Forum Moderators: phranque

Message Too Old, No Replies

Is there any mod rewrite bug in my .htaccess?

         

Marfola

3:02 pm on Feb 16, 2009 (gmt 0)

10+ Year Member



We migrated to a new server in early January. Roughly 10 days later redirect errors appeared in Google WebmasterTools. Our previous server ran on Apache/2.2.4. The new server runs on Apache/1.3.37.

FYI: The urls in my site and sitemap are all final urls not 1 redirects. I do not have any chain redirects I manage the 301 in a single redirect.
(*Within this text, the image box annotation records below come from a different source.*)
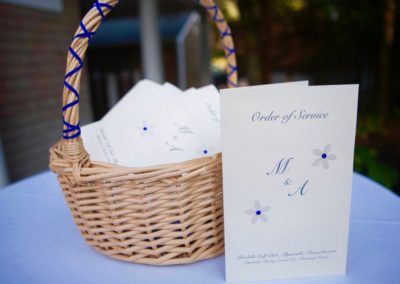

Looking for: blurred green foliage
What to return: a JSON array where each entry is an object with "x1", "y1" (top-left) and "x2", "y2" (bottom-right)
[{"x1": 354, "y1": 146, "x2": 400, "y2": 188}]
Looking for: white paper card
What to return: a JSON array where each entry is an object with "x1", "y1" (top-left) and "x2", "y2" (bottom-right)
[
  {"x1": 221, "y1": 85, "x2": 358, "y2": 281},
  {"x1": 82, "y1": 80, "x2": 308, "y2": 167}
]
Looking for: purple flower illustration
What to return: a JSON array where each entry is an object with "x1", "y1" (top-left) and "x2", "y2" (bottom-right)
[
  {"x1": 136, "y1": 121, "x2": 154, "y2": 137},
  {"x1": 244, "y1": 200, "x2": 271, "y2": 224},
  {"x1": 313, "y1": 144, "x2": 337, "y2": 170}
]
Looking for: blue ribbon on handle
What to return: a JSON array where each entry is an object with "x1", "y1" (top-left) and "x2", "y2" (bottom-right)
[{"x1": 62, "y1": 0, "x2": 113, "y2": 139}]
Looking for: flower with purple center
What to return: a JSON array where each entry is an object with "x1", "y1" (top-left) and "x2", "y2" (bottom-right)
[
  {"x1": 313, "y1": 144, "x2": 337, "y2": 170},
  {"x1": 245, "y1": 200, "x2": 271, "y2": 224},
  {"x1": 136, "y1": 121, "x2": 154, "y2": 136}
]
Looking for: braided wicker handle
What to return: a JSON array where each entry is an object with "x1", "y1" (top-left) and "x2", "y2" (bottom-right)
[{"x1": 62, "y1": 0, "x2": 237, "y2": 143}]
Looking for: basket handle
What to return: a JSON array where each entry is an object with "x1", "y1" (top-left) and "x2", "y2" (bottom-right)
[{"x1": 62, "y1": 0, "x2": 237, "y2": 143}]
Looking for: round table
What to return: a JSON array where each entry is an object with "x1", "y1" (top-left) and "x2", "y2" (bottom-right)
[{"x1": 0, "y1": 172, "x2": 400, "y2": 284}]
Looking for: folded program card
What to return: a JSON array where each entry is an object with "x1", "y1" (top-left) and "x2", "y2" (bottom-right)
[
  {"x1": 82, "y1": 80, "x2": 308, "y2": 167},
  {"x1": 221, "y1": 85, "x2": 358, "y2": 281}
]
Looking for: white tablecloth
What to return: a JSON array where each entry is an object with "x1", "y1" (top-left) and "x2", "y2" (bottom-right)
[{"x1": 0, "y1": 172, "x2": 400, "y2": 284}]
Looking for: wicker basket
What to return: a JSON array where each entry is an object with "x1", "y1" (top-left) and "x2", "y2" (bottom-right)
[{"x1": 50, "y1": 0, "x2": 237, "y2": 265}]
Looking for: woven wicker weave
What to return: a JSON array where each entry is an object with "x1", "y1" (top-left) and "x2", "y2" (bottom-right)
[{"x1": 50, "y1": 0, "x2": 237, "y2": 265}]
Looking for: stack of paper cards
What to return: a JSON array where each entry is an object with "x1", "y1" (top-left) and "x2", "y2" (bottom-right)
[
  {"x1": 82, "y1": 80, "x2": 221, "y2": 167},
  {"x1": 221, "y1": 85, "x2": 358, "y2": 281}
]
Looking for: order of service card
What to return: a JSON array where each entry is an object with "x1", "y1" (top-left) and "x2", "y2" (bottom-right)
[{"x1": 221, "y1": 85, "x2": 358, "y2": 281}]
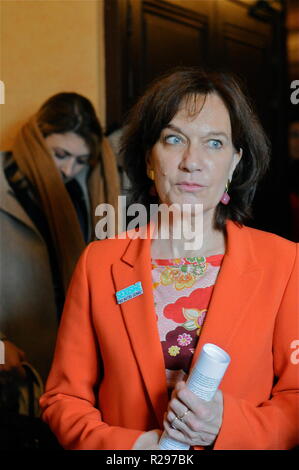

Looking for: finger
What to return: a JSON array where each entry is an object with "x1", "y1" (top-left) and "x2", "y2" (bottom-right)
[
  {"x1": 163, "y1": 421, "x2": 190, "y2": 445},
  {"x1": 167, "y1": 411, "x2": 195, "y2": 439},
  {"x1": 169, "y1": 398, "x2": 189, "y2": 419},
  {"x1": 177, "y1": 386, "x2": 211, "y2": 419}
]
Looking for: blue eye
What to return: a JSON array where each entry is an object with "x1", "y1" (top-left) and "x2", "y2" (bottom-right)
[
  {"x1": 164, "y1": 135, "x2": 183, "y2": 145},
  {"x1": 208, "y1": 139, "x2": 222, "y2": 149}
]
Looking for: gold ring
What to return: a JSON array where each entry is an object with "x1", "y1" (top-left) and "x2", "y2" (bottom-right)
[
  {"x1": 171, "y1": 416, "x2": 180, "y2": 430},
  {"x1": 177, "y1": 410, "x2": 190, "y2": 421}
]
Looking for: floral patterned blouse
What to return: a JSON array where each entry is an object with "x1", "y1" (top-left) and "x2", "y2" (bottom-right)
[{"x1": 152, "y1": 255, "x2": 223, "y2": 392}]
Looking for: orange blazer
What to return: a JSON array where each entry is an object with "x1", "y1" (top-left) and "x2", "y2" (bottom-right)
[{"x1": 40, "y1": 222, "x2": 299, "y2": 450}]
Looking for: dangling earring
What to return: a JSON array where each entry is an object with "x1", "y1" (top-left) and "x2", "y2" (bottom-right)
[
  {"x1": 147, "y1": 170, "x2": 157, "y2": 196},
  {"x1": 220, "y1": 180, "x2": 230, "y2": 206},
  {"x1": 147, "y1": 170, "x2": 155, "y2": 181}
]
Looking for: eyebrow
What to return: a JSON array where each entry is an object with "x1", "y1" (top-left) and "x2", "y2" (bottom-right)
[{"x1": 164, "y1": 124, "x2": 229, "y2": 140}]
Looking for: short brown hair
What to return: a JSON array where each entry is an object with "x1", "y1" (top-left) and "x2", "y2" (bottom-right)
[{"x1": 121, "y1": 67, "x2": 270, "y2": 230}]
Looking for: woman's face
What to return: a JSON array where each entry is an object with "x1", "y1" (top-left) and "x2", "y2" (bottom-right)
[
  {"x1": 45, "y1": 132, "x2": 90, "y2": 181},
  {"x1": 147, "y1": 93, "x2": 242, "y2": 212}
]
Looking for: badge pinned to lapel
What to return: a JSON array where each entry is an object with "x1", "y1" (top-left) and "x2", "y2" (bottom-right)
[{"x1": 115, "y1": 281, "x2": 143, "y2": 304}]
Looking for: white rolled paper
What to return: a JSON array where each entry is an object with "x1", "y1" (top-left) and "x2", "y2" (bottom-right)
[{"x1": 159, "y1": 343, "x2": 230, "y2": 450}]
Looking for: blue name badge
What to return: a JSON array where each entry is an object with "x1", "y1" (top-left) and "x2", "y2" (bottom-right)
[{"x1": 115, "y1": 281, "x2": 143, "y2": 304}]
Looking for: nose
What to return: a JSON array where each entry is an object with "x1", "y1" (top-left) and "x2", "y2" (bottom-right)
[
  {"x1": 180, "y1": 143, "x2": 204, "y2": 172},
  {"x1": 60, "y1": 157, "x2": 76, "y2": 178}
]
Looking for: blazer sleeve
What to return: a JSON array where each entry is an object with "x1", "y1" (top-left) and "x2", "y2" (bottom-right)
[
  {"x1": 214, "y1": 244, "x2": 299, "y2": 450},
  {"x1": 40, "y1": 245, "x2": 142, "y2": 450}
]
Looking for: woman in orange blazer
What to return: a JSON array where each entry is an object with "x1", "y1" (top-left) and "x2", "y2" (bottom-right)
[{"x1": 41, "y1": 68, "x2": 299, "y2": 449}]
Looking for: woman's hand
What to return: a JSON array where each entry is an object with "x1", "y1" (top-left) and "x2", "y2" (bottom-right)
[
  {"x1": 164, "y1": 382, "x2": 223, "y2": 446},
  {"x1": 132, "y1": 429, "x2": 162, "y2": 450},
  {"x1": 0, "y1": 339, "x2": 25, "y2": 377}
]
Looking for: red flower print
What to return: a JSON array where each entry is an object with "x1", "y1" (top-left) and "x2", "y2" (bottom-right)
[{"x1": 163, "y1": 286, "x2": 213, "y2": 323}]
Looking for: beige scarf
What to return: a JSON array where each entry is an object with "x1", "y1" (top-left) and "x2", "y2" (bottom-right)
[{"x1": 12, "y1": 117, "x2": 120, "y2": 291}]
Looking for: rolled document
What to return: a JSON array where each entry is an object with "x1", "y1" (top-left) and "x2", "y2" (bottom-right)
[{"x1": 159, "y1": 343, "x2": 230, "y2": 450}]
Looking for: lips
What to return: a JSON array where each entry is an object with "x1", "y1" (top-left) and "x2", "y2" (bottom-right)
[{"x1": 177, "y1": 181, "x2": 204, "y2": 192}]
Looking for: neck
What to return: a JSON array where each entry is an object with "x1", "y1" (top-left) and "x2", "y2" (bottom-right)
[{"x1": 151, "y1": 209, "x2": 225, "y2": 259}]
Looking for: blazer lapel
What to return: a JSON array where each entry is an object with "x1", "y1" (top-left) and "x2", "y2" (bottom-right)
[
  {"x1": 191, "y1": 221, "x2": 262, "y2": 367},
  {"x1": 112, "y1": 226, "x2": 168, "y2": 427}
]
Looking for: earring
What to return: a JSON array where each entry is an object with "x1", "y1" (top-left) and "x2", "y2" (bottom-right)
[
  {"x1": 220, "y1": 180, "x2": 230, "y2": 206},
  {"x1": 147, "y1": 170, "x2": 155, "y2": 181},
  {"x1": 147, "y1": 170, "x2": 157, "y2": 196}
]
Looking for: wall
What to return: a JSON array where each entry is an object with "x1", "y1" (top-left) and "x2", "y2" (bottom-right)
[{"x1": 0, "y1": 0, "x2": 105, "y2": 150}]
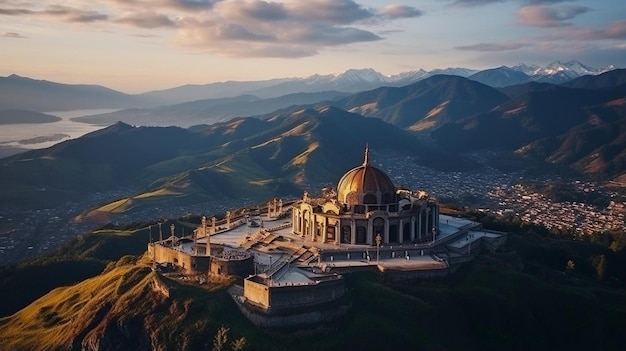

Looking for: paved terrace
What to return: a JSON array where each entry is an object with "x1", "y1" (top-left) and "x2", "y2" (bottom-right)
[{"x1": 161, "y1": 215, "x2": 478, "y2": 285}]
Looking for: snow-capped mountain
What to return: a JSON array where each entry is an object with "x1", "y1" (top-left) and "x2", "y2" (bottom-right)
[
  {"x1": 512, "y1": 60, "x2": 615, "y2": 79},
  {"x1": 135, "y1": 61, "x2": 615, "y2": 102},
  {"x1": 468, "y1": 60, "x2": 615, "y2": 87}
]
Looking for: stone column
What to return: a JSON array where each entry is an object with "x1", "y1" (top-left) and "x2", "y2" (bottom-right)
[
  {"x1": 424, "y1": 208, "x2": 430, "y2": 241},
  {"x1": 374, "y1": 218, "x2": 389, "y2": 244},
  {"x1": 417, "y1": 210, "x2": 423, "y2": 241},
  {"x1": 202, "y1": 216, "x2": 209, "y2": 236},
  {"x1": 350, "y1": 219, "x2": 356, "y2": 245}
]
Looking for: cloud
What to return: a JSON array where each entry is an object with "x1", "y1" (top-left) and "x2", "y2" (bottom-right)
[
  {"x1": 0, "y1": 4, "x2": 109, "y2": 23},
  {"x1": 443, "y1": 0, "x2": 576, "y2": 7},
  {"x1": 115, "y1": 12, "x2": 176, "y2": 28},
  {"x1": 516, "y1": 5, "x2": 591, "y2": 27},
  {"x1": 0, "y1": 0, "x2": 423, "y2": 57},
  {"x1": 455, "y1": 42, "x2": 530, "y2": 52},
  {"x1": 378, "y1": 5, "x2": 424, "y2": 19},
  {"x1": 287, "y1": 0, "x2": 375, "y2": 24},
  {"x1": 0, "y1": 32, "x2": 27, "y2": 39}
]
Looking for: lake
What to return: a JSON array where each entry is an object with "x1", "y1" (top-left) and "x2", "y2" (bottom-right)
[{"x1": 0, "y1": 109, "x2": 119, "y2": 149}]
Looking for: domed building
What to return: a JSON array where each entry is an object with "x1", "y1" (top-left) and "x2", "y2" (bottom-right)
[{"x1": 292, "y1": 148, "x2": 439, "y2": 246}]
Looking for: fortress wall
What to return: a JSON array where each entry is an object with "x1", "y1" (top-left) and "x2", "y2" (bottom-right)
[
  {"x1": 209, "y1": 256, "x2": 254, "y2": 277},
  {"x1": 148, "y1": 245, "x2": 210, "y2": 273},
  {"x1": 243, "y1": 279, "x2": 270, "y2": 309},
  {"x1": 270, "y1": 279, "x2": 345, "y2": 310},
  {"x1": 244, "y1": 279, "x2": 345, "y2": 313}
]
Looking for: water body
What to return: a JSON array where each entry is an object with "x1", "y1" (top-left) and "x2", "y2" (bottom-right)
[{"x1": 0, "y1": 109, "x2": 119, "y2": 149}]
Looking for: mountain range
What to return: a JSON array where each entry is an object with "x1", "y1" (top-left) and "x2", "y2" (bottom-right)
[
  {"x1": 0, "y1": 61, "x2": 615, "y2": 112},
  {"x1": 0, "y1": 69, "x2": 626, "y2": 216}
]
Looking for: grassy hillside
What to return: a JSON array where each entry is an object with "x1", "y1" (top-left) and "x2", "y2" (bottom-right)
[
  {"x1": 0, "y1": 253, "x2": 626, "y2": 350},
  {"x1": 0, "y1": 208, "x2": 626, "y2": 351}
]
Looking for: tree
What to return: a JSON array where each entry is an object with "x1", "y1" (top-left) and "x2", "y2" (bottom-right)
[
  {"x1": 213, "y1": 326, "x2": 248, "y2": 351},
  {"x1": 591, "y1": 255, "x2": 606, "y2": 280},
  {"x1": 565, "y1": 260, "x2": 576, "y2": 273},
  {"x1": 213, "y1": 326, "x2": 230, "y2": 351}
]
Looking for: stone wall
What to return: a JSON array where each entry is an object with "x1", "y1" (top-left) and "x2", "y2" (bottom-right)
[
  {"x1": 244, "y1": 276, "x2": 345, "y2": 313},
  {"x1": 209, "y1": 256, "x2": 254, "y2": 277},
  {"x1": 148, "y1": 244, "x2": 210, "y2": 274}
]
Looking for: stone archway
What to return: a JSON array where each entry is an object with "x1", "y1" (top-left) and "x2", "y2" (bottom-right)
[
  {"x1": 341, "y1": 225, "x2": 352, "y2": 244},
  {"x1": 372, "y1": 217, "x2": 385, "y2": 243},
  {"x1": 402, "y1": 222, "x2": 417, "y2": 242},
  {"x1": 356, "y1": 225, "x2": 367, "y2": 244},
  {"x1": 389, "y1": 224, "x2": 400, "y2": 243}
]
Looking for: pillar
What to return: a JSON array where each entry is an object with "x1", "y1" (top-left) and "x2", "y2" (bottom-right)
[{"x1": 350, "y1": 219, "x2": 356, "y2": 245}]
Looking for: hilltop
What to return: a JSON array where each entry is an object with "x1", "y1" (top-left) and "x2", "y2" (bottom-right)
[{"x1": 0, "y1": 213, "x2": 626, "y2": 350}]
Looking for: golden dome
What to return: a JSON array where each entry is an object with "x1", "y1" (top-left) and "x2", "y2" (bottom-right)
[{"x1": 337, "y1": 147, "x2": 396, "y2": 205}]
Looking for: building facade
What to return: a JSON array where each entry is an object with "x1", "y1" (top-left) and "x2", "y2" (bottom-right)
[{"x1": 292, "y1": 148, "x2": 439, "y2": 246}]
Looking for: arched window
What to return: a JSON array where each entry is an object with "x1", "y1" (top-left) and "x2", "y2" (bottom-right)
[
  {"x1": 389, "y1": 224, "x2": 400, "y2": 243},
  {"x1": 381, "y1": 193, "x2": 393, "y2": 204},
  {"x1": 372, "y1": 217, "x2": 385, "y2": 242},
  {"x1": 356, "y1": 225, "x2": 367, "y2": 244},
  {"x1": 341, "y1": 225, "x2": 352, "y2": 244},
  {"x1": 363, "y1": 194, "x2": 376, "y2": 204}
]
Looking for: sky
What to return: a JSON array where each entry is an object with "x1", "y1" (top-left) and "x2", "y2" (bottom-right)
[{"x1": 0, "y1": 0, "x2": 626, "y2": 93}]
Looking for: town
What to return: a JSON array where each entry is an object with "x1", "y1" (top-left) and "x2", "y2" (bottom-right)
[{"x1": 0, "y1": 155, "x2": 626, "y2": 264}]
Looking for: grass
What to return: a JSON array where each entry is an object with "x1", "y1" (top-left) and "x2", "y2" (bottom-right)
[{"x1": 0, "y1": 257, "x2": 626, "y2": 351}]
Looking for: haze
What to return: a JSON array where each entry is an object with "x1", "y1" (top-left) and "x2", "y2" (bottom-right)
[{"x1": 0, "y1": 0, "x2": 626, "y2": 93}]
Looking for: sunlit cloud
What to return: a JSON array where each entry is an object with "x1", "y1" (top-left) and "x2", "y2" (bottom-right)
[
  {"x1": 0, "y1": 32, "x2": 27, "y2": 39},
  {"x1": 115, "y1": 12, "x2": 176, "y2": 28},
  {"x1": 0, "y1": 0, "x2": 423, "y2": 58},
  {"x1": 442, "y1": 0, "x2": 576, "y2": 7},
  {"x1": 516, "y1": 5, "x2": 591, "y2": 27},
  {"x1": 378, "y1": 5, "x2": 423, "y2": 19},
  {"x1": 0, "y1": 2, "x2": 109, "y2": 23},
  {"x1": 455, "y1": 42, "x2": 531, "y2": 52}
]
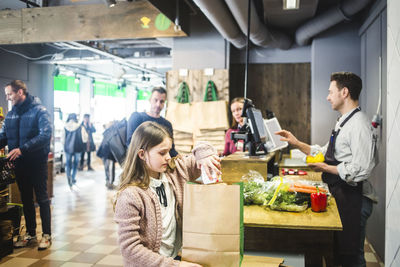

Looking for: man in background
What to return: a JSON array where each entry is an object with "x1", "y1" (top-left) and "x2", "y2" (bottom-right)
[
  {"x1": 276, "y1": 72, "x2": 377, "y2": 267},
  {"x1": 126, "y1": 87, "x2": 178, "y2": 157},
  {"x1": 79, "y1": 114, "x2": 96, "y2": 171},
  {"x1": 0, "y1": 80, "x2": 52, "y2": 250}
]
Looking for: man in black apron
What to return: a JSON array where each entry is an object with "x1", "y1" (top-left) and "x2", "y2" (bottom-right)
[{"x1": 276, "y1": 72, "x2": 375, "y2": 267}]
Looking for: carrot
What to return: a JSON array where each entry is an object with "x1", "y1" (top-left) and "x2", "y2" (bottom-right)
[
  {"x1": 288, "y1": 187, "x2": 317, "y2": 194},
  {"x1": 293, "y1": 183, "x2": 326, "y2": 192}
]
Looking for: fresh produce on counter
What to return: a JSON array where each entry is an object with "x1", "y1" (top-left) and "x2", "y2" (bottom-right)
[
  {"x1": 243, "y1": 175, "x2": 330, "y2": 212},
  {"x1": 282, "y1": 168, "x2": 307, "y2": 175}
]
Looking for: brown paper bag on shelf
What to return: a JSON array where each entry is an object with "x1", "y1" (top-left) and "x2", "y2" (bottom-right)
[
  {"x1": 192, "y1": 100, "x2": 229, "y2": 130},
  {"x1": 165, "y1": 102, "x2": 194, "y2": 134},
  {"x1": 182, "y1": 183, "x2": 243, "y2": 267}
]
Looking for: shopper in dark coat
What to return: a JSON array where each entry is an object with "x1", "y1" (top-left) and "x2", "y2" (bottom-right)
[
  {"x1": 79, "y1": 114, "x2": 96, "y2": 171},
  {"x1": 63, "y1": 113, "x2": 88, "y2": 189},
  {"x1": 96, "y1": 122, "x2": 116, "y2": 189},
  {"x1": 0, "y1": 80, "x2": 52, "y2": 250}
]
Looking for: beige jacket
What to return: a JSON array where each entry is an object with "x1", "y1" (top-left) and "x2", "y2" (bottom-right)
[{"x1": 114, "y1": 143, "x2": 216, "y2": 267}]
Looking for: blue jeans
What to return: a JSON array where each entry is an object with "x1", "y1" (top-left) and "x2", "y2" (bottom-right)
[
  {"x1": 65, "y1": 152, "x2": 81, "y2": 186},
  {"x1": 15, "y1": 159, "x2": 51, "y2": 236},
  {"x1": 357, "y1": 196, "x2": 373, "y2": 267}
]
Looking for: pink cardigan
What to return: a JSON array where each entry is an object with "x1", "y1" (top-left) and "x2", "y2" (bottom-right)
[{"x1": 114, "y1": 143, "x2": 216, "y2": 267}]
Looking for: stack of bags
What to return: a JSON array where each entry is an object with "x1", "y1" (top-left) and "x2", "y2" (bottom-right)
[
  {"x1": 174, "y1": 129, "x2": 193, "y2": 154},
  {"x1": 193, "y1": 129, "x2": 225, "y2": 154},
  {"x1": 166, "y1": 80, "x2": 229, "y2": 154}
]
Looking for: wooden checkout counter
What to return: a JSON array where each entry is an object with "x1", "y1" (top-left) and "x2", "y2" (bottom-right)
[{"x1": 221, "y1": 152, "x2": 342, "y2": 267}]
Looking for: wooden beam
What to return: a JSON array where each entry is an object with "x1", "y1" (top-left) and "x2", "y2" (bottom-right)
[
  {"x1": 0, "y1": 10, "x2": 22, "y2": 44},
  {"x1": 0, "y1": 1, "x2": 186, "y2": 44}
]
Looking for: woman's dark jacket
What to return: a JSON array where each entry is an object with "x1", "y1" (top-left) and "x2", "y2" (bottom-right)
[
  {"x1": 0, "y1": 94, "x2": 52, "y2": 162},
  {"x1": 64, "y1": 120, "x2": 85, "y2": 154},
  {"x1": 82, "y1": 122, "x2": 96, "y2": 151}
]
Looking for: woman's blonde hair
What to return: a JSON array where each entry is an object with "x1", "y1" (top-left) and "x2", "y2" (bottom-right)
[
  {"x1": 119, "y1": 121, "x2": 172, "y2": 190},
  {"x1": 229, "y1": 97, "x2": 244, "y2": 129}
]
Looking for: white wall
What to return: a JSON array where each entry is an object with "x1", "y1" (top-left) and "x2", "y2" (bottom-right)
[
  {"x1": 172, "y1": 14, "x2": 228, "y2": 70},
  {"x1": 311, "y1": 23, "x2": 361, "y2": 145},
  {"x1": 384, "y1": 0, "x2": 400, "y2": 266}
]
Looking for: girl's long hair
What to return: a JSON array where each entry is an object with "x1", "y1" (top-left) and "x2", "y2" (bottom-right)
[
  {"x1": 119, "y1": 121, "x2": 172, "y2": 190},
  {"x1": 229, "y1": 97, "x2": 244, "y2": 129}
]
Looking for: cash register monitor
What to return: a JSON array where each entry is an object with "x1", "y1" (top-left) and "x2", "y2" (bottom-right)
[
  {"x1": 247, "y1": 107, "x2": 267, "y2": 143},
  {"x1": 264, "y1": 118, "x2": 288, "y2": 152}
]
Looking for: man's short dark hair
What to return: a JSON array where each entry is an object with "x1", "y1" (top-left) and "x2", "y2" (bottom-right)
[
  {"x1": 6, "y1": 80, "x2": 27, "y2": 95},
  {"x1": 331, "y1": 72, "x2": 362, "y2": 100},
  {"x1": 151, "y1": 87, "x2": 167, "y2": 94}
]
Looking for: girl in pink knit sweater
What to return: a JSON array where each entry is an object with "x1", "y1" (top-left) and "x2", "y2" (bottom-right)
[{"x1": 115, "y1": 122, "x2": 220, "y2": 267}]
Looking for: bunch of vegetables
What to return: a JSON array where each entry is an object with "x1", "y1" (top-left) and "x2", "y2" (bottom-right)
[{"x1": 243, "y1": 176, "x2": 329, "y2": 212}]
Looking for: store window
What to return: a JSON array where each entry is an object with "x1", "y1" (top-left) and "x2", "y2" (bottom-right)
[{"x1": 93, "y1": 81, "x2": 127, "y2": 125}]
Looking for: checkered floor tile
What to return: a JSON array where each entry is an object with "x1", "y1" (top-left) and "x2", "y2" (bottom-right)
[{"x1": 0, "y1": 161, "x2": 122, "y2": 267}]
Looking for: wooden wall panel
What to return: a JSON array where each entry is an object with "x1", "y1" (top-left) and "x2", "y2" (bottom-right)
[
  {"x1": 166, "y1": 69, "x2": 229, "y2": 102},
  {"x1": 230, "y1": 63, "x2": 311, "y2": 146}
]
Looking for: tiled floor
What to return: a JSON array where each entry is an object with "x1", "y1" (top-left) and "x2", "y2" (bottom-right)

Using WebSniffer I have tested every single URL and every possible URL permutation including www, non-www, trailing /, no trailing /, index.html, typos, etc. They all return one of the following three headers: 301 permanent redirect (to the final URL), 404 not found and 200 for my target URLs.

That leaves underlying software as the cause.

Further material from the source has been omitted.